第三十九話 『ゴルディアスの結び目』 6. 選ばれし存在
夕季は制服の上にコートを羽織ったままの格好でエレベーターの中にいた。
この高級ホテルの最上階にある大広間に向かうためである。
エレベーターを降りると広く長いスペースが眼前に広がった。真っ赤な絨毯が敷き詰められたそれ自体が、まるでパーティー会場のような豪華さだった。
夕季の顔を遠くから確認し合い、受け付けにいた六人のボーイのうちの一人が足早に近寄って来る。
「古閑夕季様でいらっしゃいますね」
満面の、それでいて感情をともなわない笑みで出迎えると、夕季が頷くのも待たずにエスコートを始めた。
「湖邨様がお待ちです」
差し出した招待状すら確認もせず、夕季が大広間へと招き入れられる。
大型トラックの出入りも可能なほど巨大な入り口の扉が開くと、中はさらに規格外の広さだった。

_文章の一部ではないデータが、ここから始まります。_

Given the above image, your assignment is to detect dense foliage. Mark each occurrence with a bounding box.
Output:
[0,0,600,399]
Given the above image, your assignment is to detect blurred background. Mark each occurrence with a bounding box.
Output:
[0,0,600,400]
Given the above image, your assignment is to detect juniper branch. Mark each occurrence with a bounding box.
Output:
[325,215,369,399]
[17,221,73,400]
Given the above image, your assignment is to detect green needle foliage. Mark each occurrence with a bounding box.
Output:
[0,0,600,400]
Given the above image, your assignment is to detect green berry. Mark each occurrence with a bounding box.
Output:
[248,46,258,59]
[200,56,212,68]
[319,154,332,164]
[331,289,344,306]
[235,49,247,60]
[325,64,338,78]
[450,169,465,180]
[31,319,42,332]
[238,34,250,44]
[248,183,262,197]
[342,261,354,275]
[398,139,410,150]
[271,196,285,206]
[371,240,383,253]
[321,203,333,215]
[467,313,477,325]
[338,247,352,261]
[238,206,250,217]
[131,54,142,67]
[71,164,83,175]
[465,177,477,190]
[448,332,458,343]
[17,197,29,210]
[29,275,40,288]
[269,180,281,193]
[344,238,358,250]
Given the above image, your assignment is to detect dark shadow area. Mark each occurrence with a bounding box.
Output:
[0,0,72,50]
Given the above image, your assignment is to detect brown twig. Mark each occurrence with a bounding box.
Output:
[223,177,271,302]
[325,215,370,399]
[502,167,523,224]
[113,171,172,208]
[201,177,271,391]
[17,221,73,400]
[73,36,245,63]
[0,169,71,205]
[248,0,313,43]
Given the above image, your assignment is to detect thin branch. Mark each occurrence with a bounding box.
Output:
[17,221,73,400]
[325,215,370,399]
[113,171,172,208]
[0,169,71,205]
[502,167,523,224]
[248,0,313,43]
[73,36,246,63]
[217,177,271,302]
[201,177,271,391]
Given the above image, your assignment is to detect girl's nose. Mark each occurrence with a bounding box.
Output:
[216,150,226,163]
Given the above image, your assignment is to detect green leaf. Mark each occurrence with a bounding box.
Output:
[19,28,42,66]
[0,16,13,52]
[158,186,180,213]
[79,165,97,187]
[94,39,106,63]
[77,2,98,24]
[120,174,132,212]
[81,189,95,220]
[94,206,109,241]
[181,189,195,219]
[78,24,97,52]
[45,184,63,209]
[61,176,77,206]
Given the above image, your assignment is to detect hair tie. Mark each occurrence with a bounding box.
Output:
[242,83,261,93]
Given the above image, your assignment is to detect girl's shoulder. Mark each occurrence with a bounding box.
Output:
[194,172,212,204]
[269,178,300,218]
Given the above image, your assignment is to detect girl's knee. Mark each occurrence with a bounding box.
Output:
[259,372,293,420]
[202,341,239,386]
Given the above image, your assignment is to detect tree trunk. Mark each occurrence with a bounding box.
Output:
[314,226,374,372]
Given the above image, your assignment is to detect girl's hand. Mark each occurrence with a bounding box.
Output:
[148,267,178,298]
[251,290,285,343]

そのレイアウトを夕季は以前テレビの画面を通じて眺めたことがある。ただ広いだけのメガルの集会場とは違い、政治家のパーティーや大物芸能人が結婚式に利用するような広大で高級なフロアーは、多くの人々にとってほとんど縁がないはずだった。ここに招かれる前の夕季とて。
「やあ、古閑さん。よく来てくれたね」
湖邨界の声がして、夕季が振り返る。
様々ないでたちの数百名もの人間達が無関心を装う中、主催者の界が一番に夕季のもとへと駆けつけた。
「本当に来てくれるとは思わなかった。嬉しいよ」
笑顔で出迎える界に小さくお辞儀をし、夕季が周囲の気配を確認する。
界に話を遮られ振り切られた数名の輩は不思議そうに夕季の顔を眺めていた。が、すぐさま関心が薄れたのか、また自分達の話題へとリターンしていった。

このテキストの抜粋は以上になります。